These SSAs are widely used for simulating biochemical systems. However, you might think: “Sounds good, but SSAs tend to be very slow, so I will use ordinary differential equations (ODEs) to simulate a biochemical system”. It’s true that stochastic simulations are typically very slow compared to simulating the ODEs, but results obtained by simulating a set of ODEs are not always valid! The classical ODE approach has a deterministic nature, i.e. a given set of ODEs yields always the same results. These results describe the macroscopic behavior of the biochemical system, while cell populations have regularly a heterogeneous nature. Importantly, the change of species amounts is a discrete process, but in deterministic models this is modeled as a continuous process. In contrast, SSAs describe the time evolution of a reacting system such that it takes into account discreteness and stochasticity. Both discreteness and stochasticity play often important roles in biochemical systems. For this reason, SSAs are widely used to simulate biochemical systems. Especially for biochemical systems that contain low copy numbers. For such systems, deterministic models fail to capture the stochasticity of the system, while SSAs are capable of capturing this stochastic behavior.

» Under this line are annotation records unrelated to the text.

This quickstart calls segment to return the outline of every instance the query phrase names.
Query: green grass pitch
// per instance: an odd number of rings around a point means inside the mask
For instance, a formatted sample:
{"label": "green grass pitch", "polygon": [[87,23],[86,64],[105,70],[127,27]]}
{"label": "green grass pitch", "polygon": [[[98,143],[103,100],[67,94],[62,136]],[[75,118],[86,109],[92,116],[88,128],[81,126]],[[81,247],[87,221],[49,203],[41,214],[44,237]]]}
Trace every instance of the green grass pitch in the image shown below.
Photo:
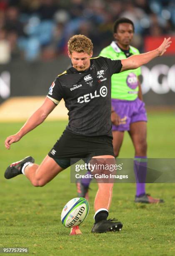
{"label": "green grass pitch", "polygon": [[[175,158],[175,117],[173,113],[148,115],[149,157]],[[118,218],[123,228],[120,233],[95,235],[90,230],[97,186],[91,184],[89,214],[80,226],[83,234],[70,236],[70,229],[60,220],[65,204],[76,197],[69,169],[43,187],[32,187],[22,175],[9,180],[4,178],[7,166],[26,156],[32,155],[40,163],[66,124],[45,122],[8,151],[4,146],[5,138],[22,123],[0,124],[0,247],[27,247],[31,255],[174,255],[174,184],[147,184],[147,192],[165,201],[155,205],[135,204],[135,184],[115,184],[109,217]],[[132,158],[133,154],[126,133],[120,157]]]}

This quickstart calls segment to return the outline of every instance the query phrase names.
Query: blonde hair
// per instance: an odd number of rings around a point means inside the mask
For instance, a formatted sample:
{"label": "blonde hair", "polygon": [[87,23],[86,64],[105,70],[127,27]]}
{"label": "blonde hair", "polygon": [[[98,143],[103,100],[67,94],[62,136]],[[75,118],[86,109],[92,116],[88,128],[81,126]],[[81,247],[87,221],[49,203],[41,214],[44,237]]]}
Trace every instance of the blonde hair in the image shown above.
{"label": "blonde hair", "polygon": [[75,51],[90,54],[93,49],[93,44],[89,38],[83,35],[75,35],[69,39],[68,47],[70,54]]}

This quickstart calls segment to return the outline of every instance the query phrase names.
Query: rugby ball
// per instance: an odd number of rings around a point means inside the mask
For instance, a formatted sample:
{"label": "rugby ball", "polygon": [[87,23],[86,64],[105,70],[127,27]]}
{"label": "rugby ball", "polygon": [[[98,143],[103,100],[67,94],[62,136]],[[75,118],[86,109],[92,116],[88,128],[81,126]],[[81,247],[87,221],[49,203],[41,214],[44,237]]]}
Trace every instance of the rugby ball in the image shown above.
{"label": "rugby ball", "polygon": [[65,228],[79,226],[86,218],[89,205],[84,197],[76,197],[69,201],[62,209],[61,220]]}

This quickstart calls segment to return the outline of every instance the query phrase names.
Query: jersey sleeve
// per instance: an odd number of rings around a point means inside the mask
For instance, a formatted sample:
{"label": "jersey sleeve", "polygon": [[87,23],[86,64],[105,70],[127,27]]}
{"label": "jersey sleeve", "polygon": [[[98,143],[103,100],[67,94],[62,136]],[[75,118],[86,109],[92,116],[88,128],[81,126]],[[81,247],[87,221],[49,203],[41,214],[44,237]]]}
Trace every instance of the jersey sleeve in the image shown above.
{"label": "jersey sleeve", "polygon": [[52,83],[47,97],[57,105],[63,97],[63,89],[57,78]]}
{"label": "jersey sleeve", "polygon": [[110,59],[108,59],[108,58],[106,58],[105,59],[111,75],[113,74],[120,73],[122,67],[122,64],[121,60],[112,60]]}
{"label": "jersey sleeve", "polygon": [[109,51],[107,51],[105,48],[101,51],[99,54],[99,56],[110,58],[110,54],[109,54]]}

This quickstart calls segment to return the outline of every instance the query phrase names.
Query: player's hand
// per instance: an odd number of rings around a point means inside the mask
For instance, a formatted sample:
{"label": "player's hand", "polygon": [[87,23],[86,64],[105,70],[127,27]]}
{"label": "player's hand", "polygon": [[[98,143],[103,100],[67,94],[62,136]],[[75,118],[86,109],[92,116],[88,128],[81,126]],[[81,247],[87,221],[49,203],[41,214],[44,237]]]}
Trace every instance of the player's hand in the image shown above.
{"label": "player's hand", "polygon": [[111,113],[111,122],[115,125],[119,125],[120,123],[120,118],[115,112]]}
{"label": "player's hand", "polygon": [[10,145],[14,142],[18,141],[21,138],[20,136],[18,133],[14,135],[11,135],[8,137],[5,141],[5,147],[7,149],[10,148]]}
{"label": "player's hand", "polygon": [[172,41],[170,41],[170,37],[169,37],[168,39],[166,38],[164,38],[163,43],[160,45],[159,47],[158,48],[159,56],[162,56],[162,55],[165,52],[167,48],[170,47],[172,43]]}

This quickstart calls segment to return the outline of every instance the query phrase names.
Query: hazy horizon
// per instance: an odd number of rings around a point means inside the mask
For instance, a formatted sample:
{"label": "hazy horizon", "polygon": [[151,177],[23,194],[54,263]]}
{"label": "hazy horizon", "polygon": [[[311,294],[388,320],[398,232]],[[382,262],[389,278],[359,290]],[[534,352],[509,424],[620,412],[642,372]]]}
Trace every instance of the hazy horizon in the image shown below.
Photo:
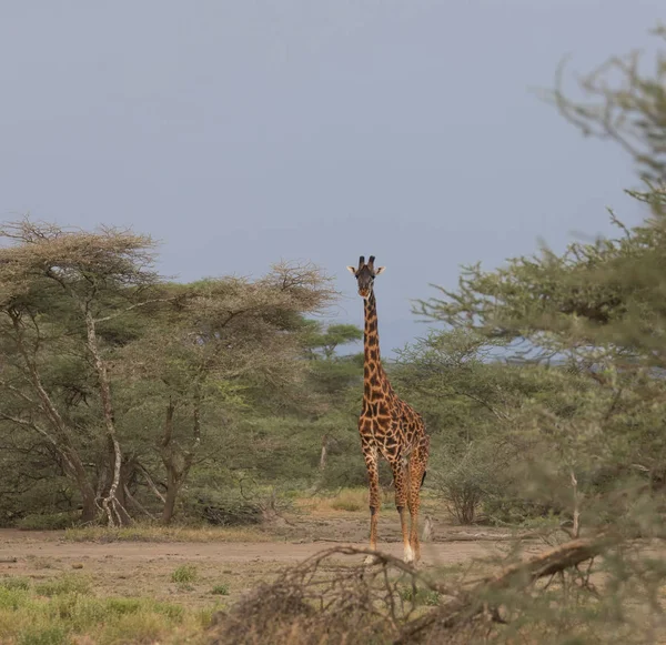
{"label": "hazy horizon", "polygon": [[[362,324],[347,264],[374,254],[382,352],[425,333],[412,299],[458,266],[636,223],[637,179],[538,99],[650,47],[663,3],[416,0],[22,2],[0,26],[0,213],[132,226],[191,281],[310,260]],[[650,61],[652,63],[652,61]]]}

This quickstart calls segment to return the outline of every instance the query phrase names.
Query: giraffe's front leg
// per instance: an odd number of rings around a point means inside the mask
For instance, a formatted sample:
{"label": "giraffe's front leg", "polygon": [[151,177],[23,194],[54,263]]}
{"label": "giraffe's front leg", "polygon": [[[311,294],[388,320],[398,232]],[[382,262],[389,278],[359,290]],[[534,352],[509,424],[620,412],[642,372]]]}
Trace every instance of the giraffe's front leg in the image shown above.
{"label": "giraffe's front leg", "polygon": [[395,486],[395,507],[400,514],[400,527],[404,546],[403,560],[411,563],[414,562],[414,551],[410,544],[410,530],[407,526],[408,481],[406,461],[398,454],[391,462],[391,470],[393,471],[393,484]]}
{"label": "giraffe's front leg", "polygon": [[[380,507],[382,497],[380,494],[380,467],[377,450],[370,442],[363,442],[363,456],[367,468],[367,482],[370,486],[370,548],[377,550],[377,523],[380,520]],[[365,564],[373,564],[375,558],[369,555]]]}

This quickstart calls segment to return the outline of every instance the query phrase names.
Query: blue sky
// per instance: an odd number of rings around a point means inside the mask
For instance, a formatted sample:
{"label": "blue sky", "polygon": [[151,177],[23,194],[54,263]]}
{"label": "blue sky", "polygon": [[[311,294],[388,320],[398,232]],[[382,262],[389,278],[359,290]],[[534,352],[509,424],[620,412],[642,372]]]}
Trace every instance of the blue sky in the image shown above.
{"label": "blue sky", "polygon": [[[628,223],[636,184],[533,92],[650,46],[646,0],[6,2],[0,214],[131,225],[180,280],[375,254],[382,349],[410,300]],[[574,84],[571,84],[575,89]]]}

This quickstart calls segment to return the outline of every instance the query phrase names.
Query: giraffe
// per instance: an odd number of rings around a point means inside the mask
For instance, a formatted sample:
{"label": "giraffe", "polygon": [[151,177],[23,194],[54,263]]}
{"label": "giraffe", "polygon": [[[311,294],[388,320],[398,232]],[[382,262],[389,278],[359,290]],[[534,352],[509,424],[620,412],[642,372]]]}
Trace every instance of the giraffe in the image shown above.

Because of its flexibility StochPy can be easily extended or used as a plug-in into other software. For instance, StochPy can be linked to PySCeS, the Python Simulator for Cellular Systems. PySCeS is an extensible tool kit for the analysis and investigation of cellular systems. StochPy operates completely independent from PySCeS, but it exploits several components of the PySCeS package, such as the text based Model Description Language of PySCeS. This MDL is further explained in the PySCeS Model Description Language section.
The StochPy Demo module currently provides 11 demo’s which illustrate many features of StochPy. In each demo we show the commands that are necessary to obtain the results shown. Information about the used command is shown after the #. Usage is straightforward:
>>> import stochpy
>>> stochpy.Demo()
Welcome to the demo mode of StochPy,
which currently consists out of 11 examples
press any button to continue
Press any button to continue to the first demo:
>>> smod = stochpy.SSA() # start SSA module
>>> smod.DoStochSim(IsTrackPropensities=True)
Info: 1 trajectory is generated
Number of time steps 1000 End time 54.3894531635
Simulation time: 0.0578720569611
>>> smod.data_stochsim.simulation_endtime
>>> smod.data_stochsim.simulation_timesteps
>>> smod.PrintWaitingtimesMeans()
Reaction Mean Waiting times
R1 0.109
R2 0.108
>>> smod.PlotSpeciesTimeSeries()
>>> smod.PlotPropensitiesTimeSeries()
>>> smod.PlotWaitingtimesDistributions()
>>> smod.Export2File(analysis='timeseries',datatype='species')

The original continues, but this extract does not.